C'est incroyable qu'il ne soit pas encore démissionné! Ancien syndicaliste du dimanche mou et lâche, il aura tout loupé à ce qu'il a touché, à commencer par faire perdre beaucoup d'argent à son ancienne boîte pour licenciement abusif (termes du TF). Comme conseiller d'Etat, il avait toutes les cartes en mains grâce à une conjoncture favorable au changement pour l'école genevoise. Arrogant et méprisant les enseignants, il n'a eu de cesse que d'emmerder le monde, pourrir l'institution, écraser ou écarter les bons éléments pour ne valoriser que quelques lèche-culs! Il doit pourtant rendre des comptes...

Merci, ma chère Micheline, pour la clarté des tes propos. Puisse ton audace payer!!

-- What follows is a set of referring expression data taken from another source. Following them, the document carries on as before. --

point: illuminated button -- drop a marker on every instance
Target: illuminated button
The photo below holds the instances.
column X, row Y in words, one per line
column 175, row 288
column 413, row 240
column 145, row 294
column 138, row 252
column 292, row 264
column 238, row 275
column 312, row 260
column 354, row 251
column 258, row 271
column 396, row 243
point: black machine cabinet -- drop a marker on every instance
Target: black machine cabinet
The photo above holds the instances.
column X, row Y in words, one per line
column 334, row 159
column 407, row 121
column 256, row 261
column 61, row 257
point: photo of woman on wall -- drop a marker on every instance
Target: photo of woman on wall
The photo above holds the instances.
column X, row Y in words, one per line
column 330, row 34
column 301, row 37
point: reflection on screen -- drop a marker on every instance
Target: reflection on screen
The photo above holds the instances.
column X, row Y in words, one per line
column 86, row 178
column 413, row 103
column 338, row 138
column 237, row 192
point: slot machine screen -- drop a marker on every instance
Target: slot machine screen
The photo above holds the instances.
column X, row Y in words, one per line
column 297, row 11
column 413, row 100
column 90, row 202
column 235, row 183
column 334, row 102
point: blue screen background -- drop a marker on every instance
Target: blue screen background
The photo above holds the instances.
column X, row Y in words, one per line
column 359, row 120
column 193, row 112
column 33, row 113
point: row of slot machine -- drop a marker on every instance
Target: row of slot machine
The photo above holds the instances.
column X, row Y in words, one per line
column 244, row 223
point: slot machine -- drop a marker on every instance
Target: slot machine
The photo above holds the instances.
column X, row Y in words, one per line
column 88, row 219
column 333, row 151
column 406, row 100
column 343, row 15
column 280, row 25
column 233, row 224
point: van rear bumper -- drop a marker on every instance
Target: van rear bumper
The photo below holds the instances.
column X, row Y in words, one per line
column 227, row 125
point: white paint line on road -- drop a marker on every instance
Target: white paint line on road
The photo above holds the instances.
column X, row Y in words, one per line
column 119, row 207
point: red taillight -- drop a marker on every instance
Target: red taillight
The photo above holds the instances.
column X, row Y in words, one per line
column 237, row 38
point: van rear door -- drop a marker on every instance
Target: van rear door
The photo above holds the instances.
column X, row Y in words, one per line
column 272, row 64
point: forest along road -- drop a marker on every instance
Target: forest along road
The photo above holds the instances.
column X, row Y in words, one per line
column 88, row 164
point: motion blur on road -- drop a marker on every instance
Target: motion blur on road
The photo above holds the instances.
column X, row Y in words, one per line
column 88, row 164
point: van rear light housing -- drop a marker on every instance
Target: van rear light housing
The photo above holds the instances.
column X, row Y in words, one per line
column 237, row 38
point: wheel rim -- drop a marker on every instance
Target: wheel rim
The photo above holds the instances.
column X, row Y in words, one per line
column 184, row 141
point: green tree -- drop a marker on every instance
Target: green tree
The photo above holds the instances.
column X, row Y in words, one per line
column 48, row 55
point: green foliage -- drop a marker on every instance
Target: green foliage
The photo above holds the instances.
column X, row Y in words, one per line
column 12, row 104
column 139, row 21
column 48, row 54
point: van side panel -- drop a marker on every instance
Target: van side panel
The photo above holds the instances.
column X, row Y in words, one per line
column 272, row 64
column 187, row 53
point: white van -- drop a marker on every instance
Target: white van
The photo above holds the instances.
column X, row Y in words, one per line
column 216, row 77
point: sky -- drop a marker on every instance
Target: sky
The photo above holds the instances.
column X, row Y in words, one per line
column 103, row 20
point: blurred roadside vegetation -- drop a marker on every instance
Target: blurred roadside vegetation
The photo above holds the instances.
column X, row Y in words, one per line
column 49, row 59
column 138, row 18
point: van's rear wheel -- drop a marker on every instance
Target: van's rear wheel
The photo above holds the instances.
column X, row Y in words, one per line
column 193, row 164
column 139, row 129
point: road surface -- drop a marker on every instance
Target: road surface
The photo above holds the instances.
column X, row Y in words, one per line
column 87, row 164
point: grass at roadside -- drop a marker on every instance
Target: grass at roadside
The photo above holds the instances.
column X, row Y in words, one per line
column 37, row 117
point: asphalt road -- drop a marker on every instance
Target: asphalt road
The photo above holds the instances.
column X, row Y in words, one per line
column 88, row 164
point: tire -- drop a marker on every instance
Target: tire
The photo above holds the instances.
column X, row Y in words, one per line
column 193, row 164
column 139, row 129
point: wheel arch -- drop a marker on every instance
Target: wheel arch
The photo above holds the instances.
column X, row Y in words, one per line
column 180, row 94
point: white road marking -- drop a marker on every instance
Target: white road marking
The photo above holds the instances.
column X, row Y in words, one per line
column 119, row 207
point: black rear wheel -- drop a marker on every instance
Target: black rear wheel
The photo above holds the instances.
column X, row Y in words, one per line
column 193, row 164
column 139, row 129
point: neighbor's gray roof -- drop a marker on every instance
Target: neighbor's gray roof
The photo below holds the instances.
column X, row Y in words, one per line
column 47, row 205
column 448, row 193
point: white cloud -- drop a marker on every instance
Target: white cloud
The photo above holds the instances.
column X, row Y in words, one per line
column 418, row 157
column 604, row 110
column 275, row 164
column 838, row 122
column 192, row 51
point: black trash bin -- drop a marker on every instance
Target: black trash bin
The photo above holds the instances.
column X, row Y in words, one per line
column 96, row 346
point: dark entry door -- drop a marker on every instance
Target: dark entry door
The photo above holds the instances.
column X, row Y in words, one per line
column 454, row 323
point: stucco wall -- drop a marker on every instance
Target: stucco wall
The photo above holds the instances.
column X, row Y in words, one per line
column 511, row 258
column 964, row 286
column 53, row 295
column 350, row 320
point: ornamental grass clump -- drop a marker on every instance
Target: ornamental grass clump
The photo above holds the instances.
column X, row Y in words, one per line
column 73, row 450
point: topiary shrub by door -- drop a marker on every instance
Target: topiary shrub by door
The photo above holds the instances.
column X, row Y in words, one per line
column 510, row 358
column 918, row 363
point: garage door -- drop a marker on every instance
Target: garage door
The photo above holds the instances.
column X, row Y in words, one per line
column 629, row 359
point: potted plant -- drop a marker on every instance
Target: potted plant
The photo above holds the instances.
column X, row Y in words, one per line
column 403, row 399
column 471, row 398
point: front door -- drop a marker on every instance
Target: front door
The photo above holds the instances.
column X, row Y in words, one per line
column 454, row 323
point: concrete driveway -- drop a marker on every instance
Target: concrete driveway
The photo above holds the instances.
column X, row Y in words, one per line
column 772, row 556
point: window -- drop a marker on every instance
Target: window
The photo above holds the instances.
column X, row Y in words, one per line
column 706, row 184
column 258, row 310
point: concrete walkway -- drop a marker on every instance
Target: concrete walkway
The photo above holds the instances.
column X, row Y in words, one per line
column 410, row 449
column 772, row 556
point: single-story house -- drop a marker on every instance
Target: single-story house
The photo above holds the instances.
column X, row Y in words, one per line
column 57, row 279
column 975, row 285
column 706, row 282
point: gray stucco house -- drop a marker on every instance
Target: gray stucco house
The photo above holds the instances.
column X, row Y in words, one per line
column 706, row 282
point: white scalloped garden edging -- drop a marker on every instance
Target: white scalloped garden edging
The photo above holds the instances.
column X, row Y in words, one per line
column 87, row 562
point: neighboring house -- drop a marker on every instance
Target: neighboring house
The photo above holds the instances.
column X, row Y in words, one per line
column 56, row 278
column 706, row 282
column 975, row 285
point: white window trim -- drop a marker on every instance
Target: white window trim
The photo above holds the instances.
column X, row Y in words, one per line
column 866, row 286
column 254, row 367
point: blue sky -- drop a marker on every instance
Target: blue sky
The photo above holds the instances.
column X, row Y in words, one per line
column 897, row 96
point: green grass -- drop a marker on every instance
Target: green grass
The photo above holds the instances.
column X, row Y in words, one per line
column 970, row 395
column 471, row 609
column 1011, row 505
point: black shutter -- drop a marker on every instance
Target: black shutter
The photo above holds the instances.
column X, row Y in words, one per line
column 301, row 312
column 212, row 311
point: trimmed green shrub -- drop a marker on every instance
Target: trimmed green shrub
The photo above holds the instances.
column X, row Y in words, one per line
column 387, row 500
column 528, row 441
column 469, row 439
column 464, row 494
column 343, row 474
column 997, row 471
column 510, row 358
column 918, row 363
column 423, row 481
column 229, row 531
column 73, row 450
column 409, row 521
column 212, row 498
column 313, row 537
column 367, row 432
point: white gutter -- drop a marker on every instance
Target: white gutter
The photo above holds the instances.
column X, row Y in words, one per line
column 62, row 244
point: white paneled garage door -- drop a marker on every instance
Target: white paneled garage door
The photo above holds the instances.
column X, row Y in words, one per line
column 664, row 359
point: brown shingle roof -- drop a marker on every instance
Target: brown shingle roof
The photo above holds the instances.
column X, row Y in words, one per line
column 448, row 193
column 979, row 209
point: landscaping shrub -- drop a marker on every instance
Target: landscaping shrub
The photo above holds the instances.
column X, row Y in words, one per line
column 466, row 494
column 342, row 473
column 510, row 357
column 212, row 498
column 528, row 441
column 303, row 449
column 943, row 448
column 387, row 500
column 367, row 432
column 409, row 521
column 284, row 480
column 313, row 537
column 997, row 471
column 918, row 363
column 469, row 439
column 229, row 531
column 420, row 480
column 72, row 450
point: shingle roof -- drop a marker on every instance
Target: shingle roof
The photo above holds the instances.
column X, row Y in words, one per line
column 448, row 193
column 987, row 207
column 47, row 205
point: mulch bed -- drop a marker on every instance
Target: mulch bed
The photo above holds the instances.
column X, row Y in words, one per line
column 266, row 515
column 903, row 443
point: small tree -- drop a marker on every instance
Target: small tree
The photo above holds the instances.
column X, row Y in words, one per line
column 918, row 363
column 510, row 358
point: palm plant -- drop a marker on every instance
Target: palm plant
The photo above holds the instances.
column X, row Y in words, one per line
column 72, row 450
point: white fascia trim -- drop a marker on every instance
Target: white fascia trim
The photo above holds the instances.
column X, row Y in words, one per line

Écrit par : François T. | dimanche, 07 décembre 2008

Bonjour Micheline,
J'ai essayé de solutionner l'énigme du langage pédago-dingue dont les termes effectivement sont bien réels. Voici donc ma réponse :
« A l’aide de mon bras, je tentai d’user au mieux de mon stylo afin de terminer une séquence (ensemble d’exercices didactiques) sur le rôle de la mère d’élève au sein de l’institution scolaire.
Grâce à l’écriture apprise en classe, j’ai pu néanmoins créer un texte.
Tout à coup, un ballon brisa radicalement la vitre qui donnait sur la cour de récréation fort bruyante au demeurant.
Heureusement, un surveillant vint et le chahut de la cour de récré s’arrêta. Mais le gros trou laissé précédemment ne tranquillisa point mon cerveau, déjà fatigué par tant d’élucubrations narratives.
Alors, je résolus de jeter un coup d’œil dehors pour expliquer causalement la relation entre le trou dans la fenêtre et ma perception auditive et visuelle.
C’est ainsi que je cessai d’être un cancre, ce que je fus durant toute mon enfance. »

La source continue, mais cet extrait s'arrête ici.